Simple Sourdough Starter and Levain

To make a simple sourdough starter, begin with an open mind. Know that this will take from four to six days. My first starter was made using the recipe from Peter Reinhart’s book, American Pie. Remember that your starter is different from the final Levain. The starter is your basis, the levain is a very active ingredient built from the starter to add to your batch of sourdough.

Day 1. Add 3/4 cup of water to 1 cup of flour, preferably whole wheat, or rye. Mix until well hydrated. Cover with a towel, paper towel or cheesecloth. Place on a countertop at room temperature or warmer.

Day 2. There will no or not much growth. Take out half the dough and throw it away replacing it with ½ cup high-gluten (pizza) flour and ½ cup water. Mix again and cover. This time, mark the container with tape or a Sharpie where top line of the dough is.

Day 3. There will still be very little or no growth. Repeat the process of Day 2.

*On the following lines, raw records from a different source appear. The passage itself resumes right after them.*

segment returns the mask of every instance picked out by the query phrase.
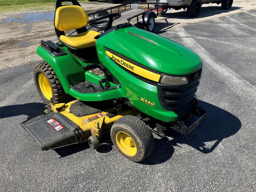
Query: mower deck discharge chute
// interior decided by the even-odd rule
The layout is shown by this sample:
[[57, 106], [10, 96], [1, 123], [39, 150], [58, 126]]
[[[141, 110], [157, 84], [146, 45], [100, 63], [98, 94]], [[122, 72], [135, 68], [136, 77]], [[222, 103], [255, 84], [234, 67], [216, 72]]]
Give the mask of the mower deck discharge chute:
[[96, 149], [110, 132], [122, 155], [140, 161], [152, 151], [152, 132], [187, 135], [205, 118], [195, 96], [202, 67], [197, 55], [129, 24], [112, 27], [120, 13], [89, 20], [76, 0], [66, 1], [56, 3], [60, 42], [42, 40], [36, 51], [44, 61], [35, 68], [35, 84], [49, 108], [22, 123], [42, 150], [86, 141]]

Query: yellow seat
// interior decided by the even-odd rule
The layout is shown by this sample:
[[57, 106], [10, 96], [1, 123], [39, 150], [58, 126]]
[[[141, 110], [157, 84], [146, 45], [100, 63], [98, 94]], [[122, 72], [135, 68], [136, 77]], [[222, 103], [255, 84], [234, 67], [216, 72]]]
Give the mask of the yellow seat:
[[[78, 5], [65, 5], [58, 8], [55, 12], [54, 25], [59, 40], [64, 44], [76, 49], [95, 46], [94, 37], [100, 33], [87, 31], [88, 16]], [[64, 32], [76, 30], [77, 34], [66, 36]]]

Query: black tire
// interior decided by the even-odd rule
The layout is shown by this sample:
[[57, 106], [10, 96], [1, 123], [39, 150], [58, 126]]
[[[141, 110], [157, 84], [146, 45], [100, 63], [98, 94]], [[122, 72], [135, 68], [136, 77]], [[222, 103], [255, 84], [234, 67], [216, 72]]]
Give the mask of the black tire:
[[97, 149], [100, 147], [100, 143], [97, 136], [92, 136], [88, 138], [88, 144], [92, 149]]
[[202, 3], [201, 0], [193, 0], [191, 4], [187, 7], [187, 14], [189, 17], [196, 17], [201, 11]]
[[114, 145], [123, 156], [139, 162], [148, 157], [155, 140], [146, 124], [136, 117], [124, 116], [114, 123], [110, 131]]
[[51, 106], [51, 102], [66, 103], [73, 99], [65, 92], [55, 72], [46, 61], [35, 67], [34, 80], [40, 97], [48, 106]]
[[222, 9], [229, 9], [233, 4], [233, 0], [227, 0], [221, 1], [221, 8]]
[[149, 15], [147, 20], [147, 23], [144, 26], [144, 29], [150, 32], [153, 32], [155, 28], [155, 17], [152, 14]]

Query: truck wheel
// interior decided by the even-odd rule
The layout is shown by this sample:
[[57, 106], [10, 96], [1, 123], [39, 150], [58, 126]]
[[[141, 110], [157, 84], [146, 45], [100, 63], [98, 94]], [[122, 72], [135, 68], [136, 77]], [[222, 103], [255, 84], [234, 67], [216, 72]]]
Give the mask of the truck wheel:
[[65, 93], [54, 70], [46, 61], [36, 65], [34, 69], [35, 84], [40, 97], [47, 105], [51, 103], [67, 103], [72, 98]]
[[228, 10], [231, 8], [233, 4], [233, 0], [226, 0], [221, 1], [221, 8], [222, 9]]
[[201, 11], [202, 3], [201, 0], [193, 0], [191, 4], [187, 8], [187, 14], [189, 17], [196, 17], [199, 15]]
[[155, 17], [153, 14], [150, 14], [148, 18], [147, 23], [144, 27], [144, 29], [150, 32], [154, 31], [155, 28]]
[[115, 146], [124, 157], [139, 162], [149, 156], [154, 145], [153, 135], [142, 120], [131, 115], [117, 120], [110, 131]]

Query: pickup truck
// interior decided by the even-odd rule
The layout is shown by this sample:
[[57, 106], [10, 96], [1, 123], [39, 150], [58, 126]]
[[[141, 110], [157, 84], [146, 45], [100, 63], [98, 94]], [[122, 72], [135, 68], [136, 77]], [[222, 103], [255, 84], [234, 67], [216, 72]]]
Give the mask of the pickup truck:
[[[187, 8], [188, 16], [190, 17], [196, 17], [199, 15], [202, 4], [216, 3], [221, 4], [223, 9], [229, 9], [233, 0], [158, 0], [159, 3], [168, 3], [168, 8], [175, 10]], [[147, 0], [148, 1], [148, 0]]]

Day 4. There should be a distinct growth of the dough and depending upon the temperature of the room, it may have doubled in size. If the dough has not doubled in size, repeat the process from day 2 and 3. If your starter has doubled in size, continue to train the starter.

To train your starter

Throw out half of the active starter and add 1 cup high gluten flour and 1 cup water. This will look like pancake batter and rise and fall as you feed this starter at the same time each day. The fragrance will change from ripe to sour to yogurt throughout the day. This regular feeding will build a sweet lactic acid character and the fermentation will become predictable after a few days. Start feeding your starter two times each day for two days to insure a very active starter. Now is time to either store your starter in the refrigerator to slow the fermentation process down or make a levain, which is a portion of the starter added to the final dough to rise your crust. You may scale up your levain to reach your ultimate need.

For the Levain

It is important to create a very active levain for a great rise in your final pizza. The percentage of starter in your levain build depends upon when you are going to bake with the levain next and the temperature the levain is kept at. A good rule of thumb is 20 percent starter in your levain for a 12-hour levain hold before final bake. You may need a smaller portion of flour and water for a 24-48 hour levain until you see the yeasts activities develop and the levain smelling sweet and looking bubbly.

Test your Levain

To test your levain, fill a cup of water and place a small amount of levain- it should float. Now you can add from six to 30 percent of your levain to your final batch depending upon the length of time you’ll hold the dough. (So, if you are mixing a 25-pound bag of flour, you’ll need at least 1.5 pounds of levain.) To save the levain, you can add flour to it to create a dry paste and refrigerate for later building.

John Gutekanst owns Avalanche Pizza in Athens, Ohio.